Strathcona East was a provincial electoral district in Alberta, Canada, mandated to return a single member to the Legislative Assembly of Alberta using the first past the post method of voting from 1959 to 1971.

==History==
The historic 1959 redistribution of the provincial ridings of Calgary and Edmonton standardized the voting system back to First Past the Post. From 1926 to 1959 Calgary and Edmonton members were elected by Single Transferable Vote. The rest of the province had the option of how to count ballots. The redistribution created nine ridings in Edmonton. The other eight ridings were Edmonton Centre, Edmonton North, Edmonton Norwood, Edmonton North East, Edmonton North West, Strathcona West, Strathcona Centre, and Jasper West.

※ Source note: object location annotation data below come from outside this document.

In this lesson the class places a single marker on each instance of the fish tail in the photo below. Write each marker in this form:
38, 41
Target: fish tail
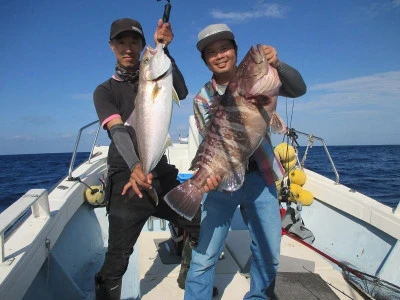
185, 199
277, 124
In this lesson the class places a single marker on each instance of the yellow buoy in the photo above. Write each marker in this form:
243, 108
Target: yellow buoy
297, 176
285, 152
95, 195
306, 197
287, 165
295, 190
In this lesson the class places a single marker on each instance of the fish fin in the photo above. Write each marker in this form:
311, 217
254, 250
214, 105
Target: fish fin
233, 181
175, 97
168, 142
185, 199
277, 124
156, 90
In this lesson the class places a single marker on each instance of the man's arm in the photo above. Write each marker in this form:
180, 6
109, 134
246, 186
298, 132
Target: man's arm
178, 80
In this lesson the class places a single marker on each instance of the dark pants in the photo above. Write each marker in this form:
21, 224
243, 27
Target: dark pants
129, 213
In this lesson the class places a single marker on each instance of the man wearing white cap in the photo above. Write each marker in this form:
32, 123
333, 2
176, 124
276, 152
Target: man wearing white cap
257, 197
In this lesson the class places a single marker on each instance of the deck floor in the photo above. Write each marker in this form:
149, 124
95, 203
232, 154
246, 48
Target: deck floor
303, 274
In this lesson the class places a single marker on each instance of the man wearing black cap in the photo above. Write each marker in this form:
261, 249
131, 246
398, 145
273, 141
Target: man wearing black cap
257, 196
114, 103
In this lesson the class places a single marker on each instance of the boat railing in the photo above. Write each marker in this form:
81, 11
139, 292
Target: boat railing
311, 138
36, 199
72, 163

In 1971 the riding was split between Edmonton-Gold Bar and Edmonton-Ottewell.

===Members of the Legislative Assembly (MLAs)===

Members of the Legislative Assembly for Strathcona East
Assembly: Years; Member; Party
See Edmonton electoral district from 1921-1959
14th: 1959–1963; Ernest C. Manning; Social Credit
15th: 1963–1967
16th: 1967–1969
1969–1971: William Yurko; Progressive Conservative
See Edmonton-Gold Bar electoral district from 1971-present and Edmonton-Whitemud electoral district from 1971-present

==Election results==

===1959===

v; t; e; 1959 Alberta general election
| Party | Candidate | Votes | % | ±% |
|  | Social Credit | Ernest C. Manning | 7,337 | 49.72% | – |
|  | Progressive Conservative | James E. Simpson | 3,812 | 25.83% | – |
|  | Liberal | George Johnson | 2,610 | 17.69% | – |
|  | Co-operative Commonwealth | Hugh Smith | 999 | 6.77% | – |
| Total |  |  | 14,758 | – | – |
| Rejected, spoiled and declined |  |  | 29 | – | – |
| Eligible electors / turnout |  |  | 22,953 | 64.42% | – |
|  | Social Credit pickup new district. |  |  |  |  |  |  |
Source(s) Source: "Strathcona-East Official Results 1959 Alberta general election". Alberta Heritage Community Foundation. Retrieved May 21, 2020.

===1963===

v; t; e; 1963 Alberta general election
| Party | Candidate | Votes | % | ±% |
|  | Social Credit | Ernest C. Manning | 6,842 | 53.37% | 3.66% |
|  | Progressive Conservative | Oscar H. Kruger | 2,630 | 20.52% | -5.31% |
|  | Liberal | James A. Cox | 1,890 | 14.74% | -2.94% |
|  | New Democratic | Dennis A. Wood | 1,457 | 11.37% | 4.60% |
| Total |  |  | 12,819 | – | – |
| Rejected, spoiled and declined |  |  | 37 | – | – |
| Eligible electors / turnout |  |  | 24,017 | 53.53% | -10.89% |
|  | Social Credit hold |  | Swing |  | 4.49% |
Source(s) Source: "Strathcona-East Official Results 1963 Alberta general election". Alberta Heritage Community Foundation. Retrieved May 21, 2020.

===1967===

v; t; e; 1967 Alberta general election
| Party | Candidate | Votes | % | ±% |
|  | Social Credit | Ernest C. Manning | 6,314 | 49.89% | -3.49% |
|  | Progressive Conservative | C. Jack Thorpe | 2,976 | 23.51% | 3.00% |
|  | New Democratic | Ray Field | 1,909 | 15.08% | 3.72% |
|  | Liberal | Percy Marshall | 1,458 | 11.52% | -3.22% |
| Total |  |  | 12,657 | – | – |
| Rejected, spoiled and declined |  |  | 46 | – | – |
| Eligible electors / turnout |  |  | 19,282 | 65.88% | 12.35% |
|  | Social Credit hold |  | Swing |  | -3.24% |
Source(s) Source: "Strathcona-East Official Results 1967 Alberta general election". Alberta Heritage Community Foundation. Retrieved May 21, 2020.

===1969 by-election===

v; t; e; Alberta provincial by-election, February 10, 1969 Following the resignation of Ernest C. Manning on December 11, 1968
| Party | Candidate | Votes | % | ±% |
|  | Progressive Conservative | William Yurko | 3,782 | 45.65% | 24.14% |
|  | Social Credit | W. Johnson | 3,339 | 40.31% | -9.58% |
|  | Liberal | Percy Marshall | 771 | 9.31% | -2.21% |
|  | New Democratic | G. Allen | 392 | 4.73% | -10.35% |
| Total |  |  | 8,284 | – | – |
| Rejected, spoiled, and declined |  |  | – | – | – |
| Eligible electors / turnout |  |  | – | – | – |
|  | Progressive Conservative gain from Social Credit |  | Swing |  | +5.30 |
Source(s) "By-elections". Elections Alberta. Retrieved March 12, 2020.

==By-election reasons==
- February 10, 1969 — Resignation of Ernest Manning.